Entah harus berapa lama lagi Arletha berada dalam situasi canggung seperti ini. Berada di antara pria dewasa dengan obrolan yang cukup random. Bukannya Andra tidak mengerti keadaannya, hanya saja Arletha yang tidak terbiasa. Namun satu hal yang bisa disyukuri dari ajakan ayahnya ke acara ini, yaitu melupakan patah hati yang sedang menderanya.

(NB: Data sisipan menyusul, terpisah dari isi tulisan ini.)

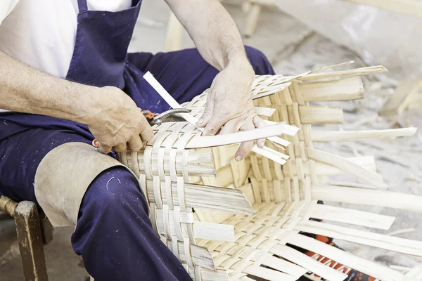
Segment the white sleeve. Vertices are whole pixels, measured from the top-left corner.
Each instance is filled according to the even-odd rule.
[[[15,8],[19,0],[0,0],[0,24]]]

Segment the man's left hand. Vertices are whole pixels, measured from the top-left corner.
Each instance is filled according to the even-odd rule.
[[[203,116],[197,123],[205,127],[204,136],[231,133],[265,126],[257,115],[251,93],[255,72],[244,58],[231,60],[214,79]],[[264,139],[257,140],[264,146]],[[252,150],[254,142],[243,143],[235,159],[241,161]]]

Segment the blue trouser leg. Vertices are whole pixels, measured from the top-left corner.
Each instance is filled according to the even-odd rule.
[[[248,46],[245,47],[245,50],[256,74],[274,74],[269,61],[260,51]],[[170,107],[142,78],[143,72],[149,71],[154,74],[179,103],[191,100],[210,88],[214,77],[218,74],[218,70],[205,61],[196,48],[155,55],[150,53],[129,53],[127,58],[125,74],[132,79],[126,81],[125,90],[129,93],[137,93],[132,98],[138,107],[154,112],[162,112]]]
[[[123,167],[110,168],[91,183],[72,235],[75,252],[99,281],[191,280],[154,233],[138,186]]]
[[[246,53],[257,74],[274,74],[262,53],[250,47]],[[136,53],[129,58],[132,68],[126,74],[134,74],[137,68],[151,71],[179,103],[200,94],[218,73],[196,49],[155,55]],[[150,86],[141,77],[139,80],[129,77],[127,87]],[[158,97],[155,91],[149,94]],[[148,101],[143,96],[132,97],[139,106]],[[67,120],[0,114],[0,195],[36,202],[34,178],[42,158],[63,143],[91,143],[93,138],[86,126]],[[107,170],[91,183],[72,237],[75,251],[98,281],[190,280],[154,233],[146,199],[137,186],[136,178],[124,168]]]

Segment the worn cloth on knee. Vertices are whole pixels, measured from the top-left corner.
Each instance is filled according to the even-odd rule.
[[[191,280],[154,233],[136,178],[123,167],[104,171],[91,183],[72,245],[98,280]]]

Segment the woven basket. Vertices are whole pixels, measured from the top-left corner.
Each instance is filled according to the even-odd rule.
[[[385,185],[372,157],[343,158],[314,148],[314,141],[414,133],[413,128],[317,131],[311,127],[340,124],[343,116],[341,108],[309,102],[362,98],[359,75],[384,70],[372,67],[257,77],[252,97],[269,127],[203,137],[188,122],[167,123],[153,128],[155,137],[145,150],[119,155],[139,176],[155,231],[194,280],[295,280],[309,270],[329,280],[347,277],[341,268],[334,270],[286,244],[384,281],[422,279],[421,268],[405,275],[301,234],[422,256],[421,242],[325,222],[387,230],[394,217],[317,204],[325,200],[422,211],[422,197],[383,190]],[[152,84],[170,105],[179,105]],[[202,115],[207,92],[182,105],[191,110],[191,115],[184,116],[186,119],[193,122]],[[238,143],[262,138],[267,138],[267,147],[255,146],[241,162],[234,160]],[[324,184],[327,176],[341,174],[362,183]]]

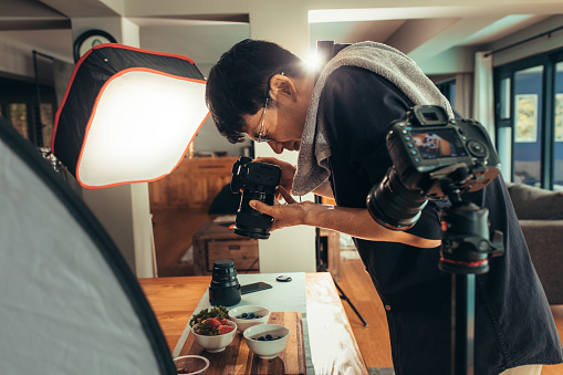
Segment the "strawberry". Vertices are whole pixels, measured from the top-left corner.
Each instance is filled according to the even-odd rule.
[[[219,320],[217,317],[209,317],[207,320],[207,324],[209,324],[213,329],[217,329],[219,325],[221,325],[221,322],[219,322]]]
[[[226,333],[229,333],[229,332],[231,332],[232,330],[234,330],[234,327],[233,327],[233,326],[230,326],[230,325],[222,325],[222,324],[221,324],[221,325],[219,325],[217,329],[219,330],[219,334],[220,334],[220,335],[226,334]]]

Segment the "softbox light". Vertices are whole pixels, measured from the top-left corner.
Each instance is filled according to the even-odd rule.
[[[115,243],[2,117],[0,160],[0,374],[176,374]]]
[[[107,43],[76,63],[51,152],[86,188],[153,181],[184,158],[209,115],[189,58]]]

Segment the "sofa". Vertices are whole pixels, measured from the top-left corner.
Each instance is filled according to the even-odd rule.
[[[563,304],[563,191],[507,184],[550,304]]]

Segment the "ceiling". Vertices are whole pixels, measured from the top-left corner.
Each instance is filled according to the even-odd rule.
[[[70,18],[121,17],[126,13],[119,7],[123,3],[117,0],[0,0],[0,39],[72,62]],[[316,40],[384,42],[418,62],[452,48],[488,45],[554,13],[563,14],[563,2],[317,10],[309,13],[310,40],[312,46]],[[212,64],[233,43],[250,35],[249,17],[244,13],[142,14],[127,19],[139,25],[142,48],[188,55],[197,64]]]

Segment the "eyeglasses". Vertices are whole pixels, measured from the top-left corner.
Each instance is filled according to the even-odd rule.
[[[264,128],[264,119],[265,119],[265,108],[268,107],[268,97],[270,95],[270,91],[267,93],[265,96],[265,103],[264,103],[264,111],[262,112],[262,122],[260,123],[260,132],[258,132],[258,137],[254,138],[254,142],[258,143],[264,143],[264,142],[271,142],[272,138],[269,137],[262,137],[262,129]]]
[[[281,72],[281,75],[285,75],[285,73]],[[270,81],[270,80],[268,80]],[[264,111],[262,112],[262,122],[260,123],[260,132],[258,132],[258,137],[254,139],[254,142],[258,143],[264,143],[264,142],[272,142],[274,139],[269,137],[262,136],[262,131],[264,128],[264,119],[265,119],[265,108],[268,107],[268,98],[270,97],[270,87],[268,87],[268,92],[265,93],[265,103],[264,103]]]

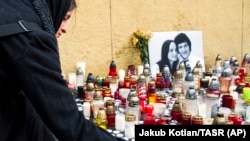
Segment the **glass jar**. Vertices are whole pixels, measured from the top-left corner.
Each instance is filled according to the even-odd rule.
[[[199,115],[193,116],[192,125],[203,125],[203,117]]]
[[[189,112],[182,112],[181,125],[191,125],[192,115]]]
[[[116,113],[115,130],[124,132],[125,130],[125,115],[122,112]]]
[[[124,135],[127,138],[135,137],[135,124],[136,124],[136,116],[134,114],[126,114],[125,115],[125,130]]]
[[[232,81],[231,68],[224,68],[218,79],[220,83],[220,91],[222,93],[228,93]]]
[[[96,116],[96,119],[94,119],[94,122],[97,126],[103,129],[107,129],[107,114],[104,109],[104,107],[100,107]]]
[[[91,103],[94,118],[97,117],[99,108],[103,106],[104,106],[104,101],[102,97],[102,91],[100,89],[96,89],[94,94],[94,99],[92,100]]]
[[[85,118],[89,119],[91,117],[91,100],[85,99],[82,107]]]
[[[108,127],[115,127],[115,109],[114,106],[109,105],[106,109],[107,114],[107,126]]]

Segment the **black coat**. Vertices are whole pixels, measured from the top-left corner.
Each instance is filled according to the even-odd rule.
[[[0,26],[18,20],[41,26],[0,37],[0,141],[118,140],[85,120],[61,75],[54,32],[69,3],[0,0]]]

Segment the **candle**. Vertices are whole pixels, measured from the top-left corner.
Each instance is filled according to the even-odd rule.
[[[83,70],[83,75],[85,75],[85,66],[86,66],[86,63],[83,62],[83,61],[79,61],[79,62],[76,62],[76,66],[77,66],[77,68],[81,67],[82,70]]]
[[[244,87],[243,88],[243,99],[247,102],[250,100],[250,88]]]
[[[125,78],[125,70],[124,69],[120,69],[118,71],[118,76],[119,76],[119,80],[124,81]]]
[[[76,73],[70,72],[68,76],[69,76],[69,84],[73,84],[75,87],[76,86]]]
[[[142,74],[143,73],[143,65],[139,65],[137,67],[137,71],[138,71],[138,75]]]

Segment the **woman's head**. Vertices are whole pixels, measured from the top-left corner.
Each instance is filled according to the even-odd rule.
[[[56,37],[59,38],[63,33],[67,33],[67,22],[70,19],[70,17],[72,16],[74,10],[76,9],[77,5],[76,5],[76,1],[75,0],[71,0],[71,4],[69,7],[68,12],[66,13],[66,15],[63,18],[63,21],[59,27],[59,29],[56,32]]]
[[[158,62],[160,71],[165,65],[168,65],[171,73],[176,70],[178,64],[178,53],[176,51],[176,44],[173,40],[166,40],[161,48],[161,60]]]
[[[162,44],[161,57],[162,60],[176,61],[177,60],[176,44],[173,40],[166,40]]]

Arletha sama sekali tidak sempat mengingat sosok Baskara karena perhatiannya teralihkan dengan topik pembicaraan yang terkadang diajukan oleh teman-teman sang ayah.
“Mas Andra!”
Andra dan Arletha menoleh ke sumber suara. Seseorang berperawakan tinggi dengan tubuh tegap serta paras tampan, sedang berjalan menghampiri keduanya. Senyum pria itu nampak manis dan memesona. Dengan kemeja serta blazer hitam, sangat cocok dengan postur tubuhnya.
“Apa kabar, Mas?”
“River!” Andra sangat terkejut sekaligus senang bertemu dengan sahabat lamanya. “Kabar baik. Wah, sya nggak nyangka bisa bertemu kamu di sini. Kamu sudah pulang dari Paris?”
Pria bernama lengkap River Chandrakala menjabat tangan Andra lalu memeluk singkat. “Sudah Mas. Beberapa hari yang lalu. Maaf lama nggak hubungi Mas Andra karena ponsel saya sempat hilang saat di Paris. Jadi semua kontak hilang.”
“Nggak masalah. Kita masih bisa bertemu dan ngobrol seperti dulu karena kamu sudah di sini,” ucap Andra. “Oh iya, kamu harus kenalan dengan putri saya. Dulu kamu Cuma lihat lewat fotonya. Arletha, kenalin ini River. Teman satu almamater Papi waktu kuliah di Paris. Dia lebih muda dari Papi.”
Arletha mengulurkan tangan dengan raut wajah sedikit canggung. “Halo Om, aku Arletha.”
“Arletha?” Kedua mata pria itu menyipit dengan kening mengkerut. “Kamu yang mabuk semalam, kan?”